Michael O'Sullivan of The Washington Post gave the film 3.5 out of 4 stars and commented, "Hogg's coming-of-age tale is no misty remembrance of bygone days. Rather, it is a clear-eyed reflection on how hindsight — and true art — is always 20/20."

David Rooney of The Hollywood Reporter described the film as "an illuminating (self-)portrait of a young artist as well as a mesmerizing chronicle of a consuming, destructive relationship that steadily inches its way under the viewer's skin."

Guy Lodge of Variety stated, "Hogg takes a little of both positions in her rich, exquisitely reflective fourth feature — a work of memoir shattered and reassembled into a universally moving, truthful fiction." Lodge praised Burke and Swinton Byrne for their "intensely interlocked performances."

Tomris Laffly of TheWrap wrote, "The Souvenir isn't exactly autobiographical, but it shares a DNA with the filmmaker's own past as a film student.
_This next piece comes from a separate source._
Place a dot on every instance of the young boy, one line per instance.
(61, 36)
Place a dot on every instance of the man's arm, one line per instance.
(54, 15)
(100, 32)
It is a precise yet dreamy memory piece, in an opposite but equally masterful manner to Alfonso Cuarón's Roma, also a cinematic reenactment of recollections. […] The Souvenir — with its soft pastels, grainy textures and cloudy aftertaste — feels like getting liquefied within them."

In July 2025, it ranked number 68 on Rolling Stones list of "The 100 Best Movies of the 21st Century."

===Accolades===

| Award | Date of ceremony | Category | Recipient(s) | Result | Ref. |
| Sundance Film Festival | February 2, 2019 | World Cinema Dramatic Grand Jury Prize | Joanna Hogg | Won |  |
| British Independent Film Awards | December 1, 2019 | Best British Independent Film | Joanna Hogg and Luke Schiller | Nominated |  |
| Best Director | Joanna Hogg | Nominated |
| Best Screenplay | Joanna Hogg | Nominated |
| Best Actor | Tom Burke | Nominated |
| Most Promising Newcomer | Honor Swinton Byrne | Nominated |
| Best Costume Design | Grace Snell | Nominated |
| Best Editing | Helle Le Fevre | Nominated |
| Best Production Design | Stéphane Collonge | Nominated |
| National Board of Review | January 8, 2020 | Top Ten Independent Films | The Souvenir | Won |  |
| London Film Critics' Circle Awards | January 30, 2020 | Film of the Year | The Souvenir | Nominated |  |
| Screenwriter of the Year | Joanna Hogg | Nominated |
| Actor of the Year | Tom Burke | Nominated |
| British or Irish Actor of the Year | Nominated |
| Supporting Actress of the Year | Tilda Swinton | Nominated |
| The Attenborough Award for the Best British or Irish Film of the Year | The Souvenir | Won |
| Young British or Irish Performer of the Year | Honor Swinton Byrne | Won |
| Independent Spirit Awards | February 8, 2020 | Best International Film | Joanna Hogg and Luke Schiller | Nominated |  |

==Sequel==

In May 2019, it was announced a sequel would be produced with Swinton Byrne, Swinton, Ayoade and Labed reprising their roles, with Robert Pattinson joining the cast, although he later dropped out and was later replaced with Charlie Heaton and Harris Dickinson. A24 will distribute. Principal photography began in June 2018.